Setelah puluhan tahun tidak difungsikan sebagai gedung pertunjukkan bioskop, Gedung Majestic mengalami beberapa peristiwa dan pasang surut. Gedung bioskop itu pernah terbengkalai dan sempat terabaikan, namun pada tahun 2002 Majestic direvitalisasi menjadi sebuah gedung pertemuan dan berganti nama menjadi Asia Afrika Cultural Centre (AACC).
Sering kali gedung Majestic dijadikan tempat konser musik, karena kurangnya fasilitas untuk mengadakan pertunjukkan musik di Bandung saat itu, hingga catatan kelam pada tahun 2008, dimana tragedy konser musik metal peluncuran album perdana salah satu grup music ekstrim – Beside asal kota Bandung yang diakibatkan oleh kurangnya antisipasi sehingga menelan korban jiwa sepuluh orang akibat berdesak-desakkan. Gedung Majestic kembali mati suri setelah kejadian pilu yang mengagetkan banyak pihak ini.
Hingga akhirnya, pengelolaan diambil alih kembali oleh PD Jasa dan Kepariwisataan Pemkot Bandung pada tahun 2017, pelan tapi pasti aktifitas di Gedung Majestic kembali berdenyut dengan menyandang nama baru, De Majestic.
Konsepnya pun dirubah dengan mengutamakan sebagai gedung pertunjukkan, De Majestic diproyeksikan menjadi broadway-nya kota Bandung. Fungsinya sejak resmi berganti nama, lebih sering dipakai untuk menggelar seni Sunda. Meski begitu, De Majestic pun terbuka untuk kegiatan umum lainnya yang sesuai dengan perda serta aturan yang dibuat Pemkot Bandung menyoal penggunaan fasilitas ruang public dengan ketentuan tertentu. Sebagai contoh acara untuk melangsungkan pernikahan. Pameran seni atau lokakarya.

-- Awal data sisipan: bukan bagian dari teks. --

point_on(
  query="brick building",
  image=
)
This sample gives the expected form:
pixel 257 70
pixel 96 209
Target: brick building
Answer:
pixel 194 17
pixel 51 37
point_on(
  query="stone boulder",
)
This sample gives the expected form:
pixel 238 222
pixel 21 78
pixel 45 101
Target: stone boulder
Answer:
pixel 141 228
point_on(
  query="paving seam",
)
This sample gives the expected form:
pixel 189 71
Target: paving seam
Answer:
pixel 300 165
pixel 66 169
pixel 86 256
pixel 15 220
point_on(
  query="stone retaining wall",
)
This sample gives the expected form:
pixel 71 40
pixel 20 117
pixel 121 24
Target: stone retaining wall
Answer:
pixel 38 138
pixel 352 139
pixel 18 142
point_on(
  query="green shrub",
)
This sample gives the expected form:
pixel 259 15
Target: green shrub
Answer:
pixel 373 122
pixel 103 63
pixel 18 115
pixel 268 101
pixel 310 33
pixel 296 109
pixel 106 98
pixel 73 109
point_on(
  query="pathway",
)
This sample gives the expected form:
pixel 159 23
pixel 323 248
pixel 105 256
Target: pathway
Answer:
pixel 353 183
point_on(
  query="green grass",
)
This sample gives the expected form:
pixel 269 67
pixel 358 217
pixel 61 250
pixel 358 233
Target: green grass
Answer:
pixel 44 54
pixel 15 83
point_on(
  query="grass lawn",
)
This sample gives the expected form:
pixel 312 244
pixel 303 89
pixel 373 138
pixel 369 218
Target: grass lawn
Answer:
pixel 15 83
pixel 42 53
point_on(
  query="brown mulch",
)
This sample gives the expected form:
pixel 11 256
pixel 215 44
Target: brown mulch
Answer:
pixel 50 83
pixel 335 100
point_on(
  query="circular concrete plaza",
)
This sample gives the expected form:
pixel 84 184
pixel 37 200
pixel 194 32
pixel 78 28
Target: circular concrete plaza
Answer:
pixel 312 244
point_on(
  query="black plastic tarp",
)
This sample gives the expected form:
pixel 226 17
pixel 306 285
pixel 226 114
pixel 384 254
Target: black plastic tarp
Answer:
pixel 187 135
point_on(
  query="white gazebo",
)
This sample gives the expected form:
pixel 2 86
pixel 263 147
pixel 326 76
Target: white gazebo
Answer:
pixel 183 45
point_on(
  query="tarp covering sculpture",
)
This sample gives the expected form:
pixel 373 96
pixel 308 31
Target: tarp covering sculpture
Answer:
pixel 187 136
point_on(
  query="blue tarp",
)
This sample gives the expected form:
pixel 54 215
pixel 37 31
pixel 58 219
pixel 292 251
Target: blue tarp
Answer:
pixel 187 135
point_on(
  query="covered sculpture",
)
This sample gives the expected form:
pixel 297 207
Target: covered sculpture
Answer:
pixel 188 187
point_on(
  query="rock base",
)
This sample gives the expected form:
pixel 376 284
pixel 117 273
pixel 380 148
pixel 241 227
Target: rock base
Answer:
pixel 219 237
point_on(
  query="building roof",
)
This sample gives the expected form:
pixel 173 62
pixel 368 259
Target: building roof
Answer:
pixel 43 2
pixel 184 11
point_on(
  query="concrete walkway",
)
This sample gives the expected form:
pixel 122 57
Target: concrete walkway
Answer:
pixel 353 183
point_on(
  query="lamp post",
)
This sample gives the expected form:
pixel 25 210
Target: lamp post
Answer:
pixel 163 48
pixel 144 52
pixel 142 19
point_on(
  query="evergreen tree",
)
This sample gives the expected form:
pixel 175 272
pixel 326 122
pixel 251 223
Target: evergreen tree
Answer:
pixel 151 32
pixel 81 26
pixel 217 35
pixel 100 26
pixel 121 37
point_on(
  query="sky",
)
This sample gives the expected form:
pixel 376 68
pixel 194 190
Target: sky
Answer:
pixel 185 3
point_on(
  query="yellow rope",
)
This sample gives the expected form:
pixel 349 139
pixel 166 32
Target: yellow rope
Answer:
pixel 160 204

Ragam aktivitas yang ada di sekitar De Majestic juga semakin terasa berkat ‘Café Majestic yang berada tepat di samping gedung utama, dimana para pengunjung dapat mengakses kebagian teras gedung dimana terpajang proyektor film buatan tahun 1932. Di bawah naungan Dinas Budaya dan Pariwisata kota Bandung sempat pula gedung bioskop dijadikan sebagai kantor, namun karena tidak sesuai penggunaanya, akhirnya dicabut kermbali.
Mirip kaleng biskuit
Gedung Majestic berdiripada 1925, diarsiteki oleh Prof. Ir. Charles P. Wolff Schoemaker pada tahun 1924, arsitek yang juga merancang Gedung Landmark Braga, Masjid Raya Cipaganti dan masih banyak gedung cagar budaya hasil cipta karya dosen dari Bung Karno tersebut. Salah satu kesamaan pada dua bangunan tersebut terletak pada hiasan pada bagian atas kedua bangunan. Ia menggunakan aliran Indo Europeeschen Architectuur Stijl yang menggabungkan elemen arsitektur tradisional dengan teknik konstruksi modern dari barat. Ini terlihat dari seni ukiran dan ornamen barong yang terpampang di muka gedung.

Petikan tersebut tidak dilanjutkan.